In May of this year, Ben Lake produced a video of cutting caboose sides using the Brother SDX 125 Scan N Cut.  It looks promising but I'm not typically an "innovator;" I kind of like to wait & see what kind of experience others have had.

I'm sitting on the fence on this one.  But matters are complicated because Brother won't tell me if the machine will indeed cut styrene sheets nor will they give me any info on cutting tolerances.  If I was to get one, I'd be using it to cut building sides and openings for Tichy windows & doors.  Even a slight variance with the cuts and the windows & doors just might fall right through the openings. :(  

Here's the link to the video... http://mrr.trains.com/news-reviews/staff-reviews/2019/05/sponsored-product-review-brother-scanncut-dx-sdx125e-craft-cutter

So... has anyone actually used one of these to cut sheet styrene like Evergreen Styrene novelty siding, etc?  If so, what are your thoughts/impressions?

Thanks.

dlm

  • Member since
    January 2004
  • From: Canada, eh?
  • 13,375 posts
Posted by doctorwayne on Thursday, August 8, 2019 10:37 PM

I've watched the video, but not used the machine, nor am I likely to use it. 

It may be useful for more complex shapes, like the wood cut-out done near the end of the video, and perhaps for doing multiples of the same part, but for scratchbuilding rolling stock, structures, and similar items, an X-Acto or utility knife, along with a machinist's square and a straight edge would likely be just as easy and just as fast, without the cash outlay for the cutter.

Wayne

  • Member since
    December 2017
  • From: Just outside of Leitchfield, Ky
  • 105 posts
Posted by mrrdad on Thursday, August 8, 2019 11:38 PM

I'm kind of with Wayne on this.

My mom and sister went together and bought a Cricut for scrapbooking.
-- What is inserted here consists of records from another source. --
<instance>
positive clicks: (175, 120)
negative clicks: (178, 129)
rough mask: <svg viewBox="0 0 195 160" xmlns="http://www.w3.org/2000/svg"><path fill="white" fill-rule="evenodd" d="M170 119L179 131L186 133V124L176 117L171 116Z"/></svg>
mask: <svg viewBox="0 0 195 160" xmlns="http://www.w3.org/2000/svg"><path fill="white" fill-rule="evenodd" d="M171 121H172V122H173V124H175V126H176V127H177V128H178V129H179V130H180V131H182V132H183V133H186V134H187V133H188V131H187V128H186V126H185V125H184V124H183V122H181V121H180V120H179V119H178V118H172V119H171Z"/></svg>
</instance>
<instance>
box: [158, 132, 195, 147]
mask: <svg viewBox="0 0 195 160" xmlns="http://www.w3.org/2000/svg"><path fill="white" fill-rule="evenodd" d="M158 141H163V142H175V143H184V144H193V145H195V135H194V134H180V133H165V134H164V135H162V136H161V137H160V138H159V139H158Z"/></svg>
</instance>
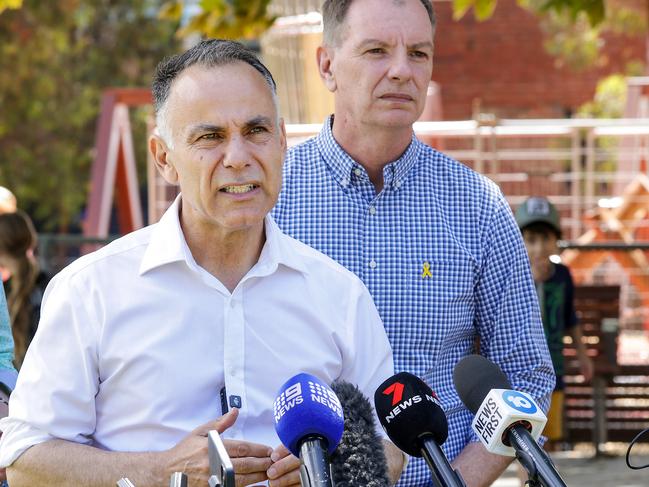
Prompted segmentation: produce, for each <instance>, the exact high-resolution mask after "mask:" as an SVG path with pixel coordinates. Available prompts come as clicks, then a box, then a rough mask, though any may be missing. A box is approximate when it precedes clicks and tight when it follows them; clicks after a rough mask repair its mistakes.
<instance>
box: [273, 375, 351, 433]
mask: <svg viewBox="0 0 649 487" xmlns="http://www.w3.org/2000/svg"><path fill="white" fill-rule="evenodd" d="M303 385H304V384H303V383H302V382H296V383H295V384H293V385H291V386H290V387H287V388H286V389H285V390H284V391H282V392H281V393H280V394H279V395H278V396H277V398H276V399H275V402H274V403H273V414H274V416H275V422H276V423H278V422H279V421H280V420H281V419H282V417H283V416H284V415H285V414H286V413H287V412H289V411H290V410H291V409H293V408H295V407H297V406H299V405H300V404H303V403H304V402H305V401H307V400H308V401H311V402H315V403H318V404H321V405H324V406H326V407H328V408H329V409H331V410H332V411H333V412H334V413H335V414H337V415H338V416H340V417H341V418H342V417H343V408H342V405H341V404H340V400H339V399H338V396H336V394H335V393H334V391H332V390H331V389H329V388H328V387H326V386H323V385H322V384H318V383H317V382H313V381H310V380H309V381H306V387H303ZM307 388H308V391H305V390H304V389H307ZM303 392H305V393H306V395H305V394H304V393H303Z"/></svg>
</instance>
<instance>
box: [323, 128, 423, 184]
mask: <svg viewBox="0 0 649 487" xmlns="http://www.w3.org/2000/svg"><path fill="white" fill-rule="evenodd" d="M332 133H333V136H334V139H336V142H338V144H339V145H340V146H341V147H342V148H343V149H344V150H345V152H347V153H348V154H349V155H350V156H351V157H352V159H354V160H355V161H356V162H358V163H359V164H360V165H361V166H363V167H364V168H365V170H366V171H367V175H368V176H369V178H370V181H371V182H372V184H374V187H375V188H376V192H377V193H379V192H380V191H381V189H383V168H384V167H385V166H386V165H387V164H389V163H391V162H394V161H396V160H397V159H399V157H401V155H402V154H403V153H404V152H405V151H406V149H407V148H408V145H410V141H411V140H412V127H399V128H397V127H376V126H375V127H373V128H367V127H362V126H360V125H359V124H355V123H354V122H353V121H351V120H350V119H349V118H345V117H335V118H334V122H333V127H332Z"/></svg>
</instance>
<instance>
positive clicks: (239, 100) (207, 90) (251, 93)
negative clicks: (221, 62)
mask: <svg viewBox="0 0 649 487" xmlns="http://www.w3.org/2000/svg"><path fill="white" fill-rule="evenodd" d="M168 101H169V110H170V112H172V113H174V112H175V113H178V112H187V111H190V112H191V113H195V114H200V113H206V112H210V113H212V114H218V115H220V116H222V117H224V118H228V117H243V118H246V117H249V116H251V114H255V116H256V115H264V116H267V117H269V118H273V119H274V118H276V117H277V106H276V103H275V95H274V93H273V91H272V89H271V87H270V86H269V85H268V83H267V82H266V80H265V79H264V77H263V76H262V75H261V73H259V71H257V70H256V69H255V68H253V67H252V66H250V65H249V64H247V63H245V62H242V61H235V62H232V63H228V64H224V65H219V66H204V65H194V66H191V67H189V68H187V69H186V70H184V71H183V72H182V73H181V74H180V75H178V77H177V79H176V80H174V82H173V84H172V86H171V90H170V93H169V100H168ZM191 113H190V114H189V115H191Z"/></svg>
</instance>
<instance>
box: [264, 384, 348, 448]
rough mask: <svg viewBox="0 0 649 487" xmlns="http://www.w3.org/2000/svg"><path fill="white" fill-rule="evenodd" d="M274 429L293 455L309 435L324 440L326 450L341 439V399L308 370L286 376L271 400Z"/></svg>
mask: <svg viewBox="0 0 649 487" xmlns="http://www.w3.org/2000/svg"><path fill="white" fill-rule="evenodd" d="M273 413H274V417H275V431H276V432H277V436H279V439H280V441H281V442H282V444H283V445H284V446H286V448H288V450H289V451H290V452H291V453H292V454H293V455H295V456H296V457H299V456H300V445H301V443H302V441H303V440H304V439H306V438H308V437H320V438H322V439H324V440H325V441H326V442H327V449H328V451H329V454H332V453H333V451H334V450H335V449H336V447H337V446H338V443H340V438H341V437H342V435H343V427H344V418H343V410H342V406H341V405H340V401H339V400H338V397H337V396H336V394H335V393H334V392H333V390H331V387H329V386H328V385H327V384H325V383H324V382H322V381H321V380H320V379H318V378H317V377H314V376H312V375H310V374H305V373H302V374H298V375H296V376H294V377H291V378H290V379H289V380H287V381H286V382H285V383H284V385H283V386H282V387H281V388H280V390H279V392H278V393H277V397H276V399H275V402H274V403H273Z"/></svg>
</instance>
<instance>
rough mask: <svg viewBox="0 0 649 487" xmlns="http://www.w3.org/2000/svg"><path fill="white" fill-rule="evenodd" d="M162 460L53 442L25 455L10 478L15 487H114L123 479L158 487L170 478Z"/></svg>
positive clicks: (162, 453)
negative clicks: (80, 485) (70, 485)
mask: <svg viewBox="0 0 649 487" xmlns="http://www.w3.org/2000/svg"><path fill="white" fill-rule="evenodd" d="M163 457H164V453H163V452H160V453H149V452H147V453H130V452H129V453H122V452H107V451H104V450H100V449H98V448H94V447H90V446H86V445H80V444H77V443H72V442H68V441H63V440H52V441H48V442H45V443H41V444H38V445H35V446H33V447H31V448H29V449H28V450H27V451H25V452H24V453H23V454H22V455H21V456H20V457H19V458H18V459H17V460H16V461H15V462H14V463H13V464H12V465H11V466H10V467H9V468H7V478H8V481H9V483H10V485H11V486H12V487H21V486H24V487H31V486H34V485H48V486H69V485H83V486H86V487H115V484H116V482H117V481H118V480H119V479H120V478H122V477H128V478H129V480H131V481H132V482H133V483H134V484H135V485H137V486H138V487H149V486H150V487H159V486H160V485H165V484H166V483H167V482H168V481H169V475H167V474H166V472H164V462H163Z"/></svg>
I really wasn't impressed at all with it. I think the Brother machine is along the same lines. I think for around the same money you'd be better off buying one of the Ebay K40 made in China lasers.

Semi newbie HO scale modeler coming from the O scale world

  • Member since
    December 2015
  • From: Shenandoah Valley
  • 9,094 posts
Posted by BigDaddy on Friday, August 9, 2019 7:50 AM

It's been discussed

Henry

COB Potomac & Northern

Shenandoah Valley

  • Member since
    January 2004
  • From: Canada, eh?
  • 13,375 posts
Posted by doctorwayne on Friday, August 9, 2019 11:39 AM

Making cuts in styrene dulls blades fairly quickly, but it's easy to hone them, either on an oilstone or fine-grit sandpaper.
My X-Acto #11 blades have a pretty long life cycle, first for cutting out decals, and then for trimming away excess film from them.  All of these tasks are done on a hard surface, usually glass or metal...which also dulls the blade somewhat.
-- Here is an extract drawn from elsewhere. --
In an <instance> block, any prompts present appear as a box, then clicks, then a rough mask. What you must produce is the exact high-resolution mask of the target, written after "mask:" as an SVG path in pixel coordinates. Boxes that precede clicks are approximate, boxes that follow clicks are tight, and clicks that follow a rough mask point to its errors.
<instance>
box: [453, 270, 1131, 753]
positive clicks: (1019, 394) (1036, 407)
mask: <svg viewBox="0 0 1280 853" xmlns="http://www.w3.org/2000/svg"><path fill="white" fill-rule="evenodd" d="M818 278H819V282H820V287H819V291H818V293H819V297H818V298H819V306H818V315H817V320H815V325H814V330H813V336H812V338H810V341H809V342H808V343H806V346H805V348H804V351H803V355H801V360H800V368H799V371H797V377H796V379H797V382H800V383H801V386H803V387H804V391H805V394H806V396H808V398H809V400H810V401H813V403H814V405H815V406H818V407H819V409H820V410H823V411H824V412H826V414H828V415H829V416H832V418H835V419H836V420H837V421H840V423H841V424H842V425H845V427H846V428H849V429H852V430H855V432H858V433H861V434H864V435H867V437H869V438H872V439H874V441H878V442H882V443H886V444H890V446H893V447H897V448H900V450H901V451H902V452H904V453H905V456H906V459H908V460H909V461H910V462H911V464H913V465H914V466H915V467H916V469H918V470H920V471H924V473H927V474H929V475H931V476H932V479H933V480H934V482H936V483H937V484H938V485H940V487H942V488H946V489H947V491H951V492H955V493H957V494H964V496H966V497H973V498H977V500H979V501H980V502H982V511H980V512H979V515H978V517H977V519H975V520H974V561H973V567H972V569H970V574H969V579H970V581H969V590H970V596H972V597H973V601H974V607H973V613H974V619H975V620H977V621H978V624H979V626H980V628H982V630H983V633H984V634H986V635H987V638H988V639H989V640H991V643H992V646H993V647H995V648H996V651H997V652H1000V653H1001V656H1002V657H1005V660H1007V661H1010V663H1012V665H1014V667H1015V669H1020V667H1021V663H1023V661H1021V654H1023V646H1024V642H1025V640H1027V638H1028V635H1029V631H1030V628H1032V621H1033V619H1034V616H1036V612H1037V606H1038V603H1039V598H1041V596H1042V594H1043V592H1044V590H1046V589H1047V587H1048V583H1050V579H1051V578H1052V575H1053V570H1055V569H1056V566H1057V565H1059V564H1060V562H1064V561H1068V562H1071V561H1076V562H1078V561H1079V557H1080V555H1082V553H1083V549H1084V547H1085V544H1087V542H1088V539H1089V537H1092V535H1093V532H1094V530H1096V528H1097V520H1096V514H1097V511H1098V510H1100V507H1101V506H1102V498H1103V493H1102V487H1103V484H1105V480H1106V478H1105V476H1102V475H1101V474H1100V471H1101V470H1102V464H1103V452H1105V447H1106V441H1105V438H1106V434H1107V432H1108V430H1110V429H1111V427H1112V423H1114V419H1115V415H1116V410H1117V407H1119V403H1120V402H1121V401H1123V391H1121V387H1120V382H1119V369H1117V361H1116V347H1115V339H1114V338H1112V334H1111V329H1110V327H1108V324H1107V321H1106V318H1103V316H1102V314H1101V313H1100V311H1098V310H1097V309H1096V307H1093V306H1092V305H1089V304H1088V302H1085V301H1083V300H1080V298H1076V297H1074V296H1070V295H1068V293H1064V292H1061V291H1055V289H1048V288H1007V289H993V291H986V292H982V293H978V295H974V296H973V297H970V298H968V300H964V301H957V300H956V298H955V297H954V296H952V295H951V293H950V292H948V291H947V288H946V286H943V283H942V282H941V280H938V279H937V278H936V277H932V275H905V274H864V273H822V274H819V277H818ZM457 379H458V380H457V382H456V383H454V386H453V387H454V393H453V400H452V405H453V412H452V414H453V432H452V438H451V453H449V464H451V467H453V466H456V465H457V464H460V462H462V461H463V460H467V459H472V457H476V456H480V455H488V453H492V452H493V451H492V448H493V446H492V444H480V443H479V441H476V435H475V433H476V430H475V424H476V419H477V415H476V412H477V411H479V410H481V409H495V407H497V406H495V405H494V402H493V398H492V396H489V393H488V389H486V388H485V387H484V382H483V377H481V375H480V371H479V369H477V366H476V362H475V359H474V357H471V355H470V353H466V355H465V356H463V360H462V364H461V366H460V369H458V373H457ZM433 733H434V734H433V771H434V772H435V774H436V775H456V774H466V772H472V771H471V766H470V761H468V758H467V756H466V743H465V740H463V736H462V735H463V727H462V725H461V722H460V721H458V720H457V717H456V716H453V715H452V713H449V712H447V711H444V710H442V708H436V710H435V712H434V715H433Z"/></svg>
They're then used for cutting styrene.  Often, the tip of the blade will break off - that's when I downgrade their use to scoring or cutting metal - usually thin brass or aluminum.
The next use is for cutting wire, using the heel of the blade (during all of these operations, the blade gets touched-up as required).  Small diameter brass and phosphor-bronze wire can be cut with a single chopping motion, while similar-size steel and stainless steel wire benefits from being rolled several times, using pressure on the blade - it can then be manually flexed to break-off the required section.

Cutting wire usually causes rough edges in the blade, often too deep to be honed out, and by this stage it's not something to worry about.
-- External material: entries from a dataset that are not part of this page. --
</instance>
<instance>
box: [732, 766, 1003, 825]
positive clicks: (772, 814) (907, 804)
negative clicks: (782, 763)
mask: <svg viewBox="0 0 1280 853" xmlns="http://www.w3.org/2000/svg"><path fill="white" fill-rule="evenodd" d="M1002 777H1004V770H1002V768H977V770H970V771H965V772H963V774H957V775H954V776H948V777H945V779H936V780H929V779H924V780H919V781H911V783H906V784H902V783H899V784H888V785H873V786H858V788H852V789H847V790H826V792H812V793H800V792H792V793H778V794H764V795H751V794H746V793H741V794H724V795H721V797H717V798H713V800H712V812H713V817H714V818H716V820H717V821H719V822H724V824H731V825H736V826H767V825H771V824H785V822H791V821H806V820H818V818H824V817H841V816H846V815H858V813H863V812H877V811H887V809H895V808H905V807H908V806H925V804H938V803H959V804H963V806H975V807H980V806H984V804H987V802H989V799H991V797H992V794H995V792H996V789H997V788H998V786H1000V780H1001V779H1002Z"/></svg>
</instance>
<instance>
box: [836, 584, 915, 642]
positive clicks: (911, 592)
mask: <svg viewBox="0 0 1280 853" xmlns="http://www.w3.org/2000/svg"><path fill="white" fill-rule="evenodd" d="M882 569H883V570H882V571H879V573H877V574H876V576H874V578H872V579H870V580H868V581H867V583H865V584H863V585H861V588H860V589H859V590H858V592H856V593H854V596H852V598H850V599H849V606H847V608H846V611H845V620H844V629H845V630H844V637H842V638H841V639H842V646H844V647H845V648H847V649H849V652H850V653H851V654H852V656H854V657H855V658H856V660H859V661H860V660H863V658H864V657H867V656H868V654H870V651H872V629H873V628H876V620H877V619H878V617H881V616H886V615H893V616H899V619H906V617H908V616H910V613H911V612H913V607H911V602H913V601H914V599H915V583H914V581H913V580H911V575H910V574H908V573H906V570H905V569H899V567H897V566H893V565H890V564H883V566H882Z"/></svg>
The process is similar for larger diameter brass and phosphor-bronze wire, and also works on brass and aluminum tubing, the latter items requiring complete cut-through by the rolling operation, then some touch-up with a file.

All of these uses take a toll on the blade, but if the blade's tip is still intact, it's useful for applying small amounts of ca to hard-to-reach areas, like the inside of a car or locomotive, when securing metal grabirons from the inside.  Used in the X-Acto handle, it also allows greater reach for such tasks.

When the tip is gone and the blade's edge pretty-well destroyed from cutting wire, it's still useful for mixing and applying epoxy and other fillers.  For these jobs I use it both in the handle and simply held between thumb and forefinger.

Except for the ca application described, utility knife blades can have a similar lifespan, even though they're cheaper than X-Acto blades.

Get your money's worth before tossing those blades!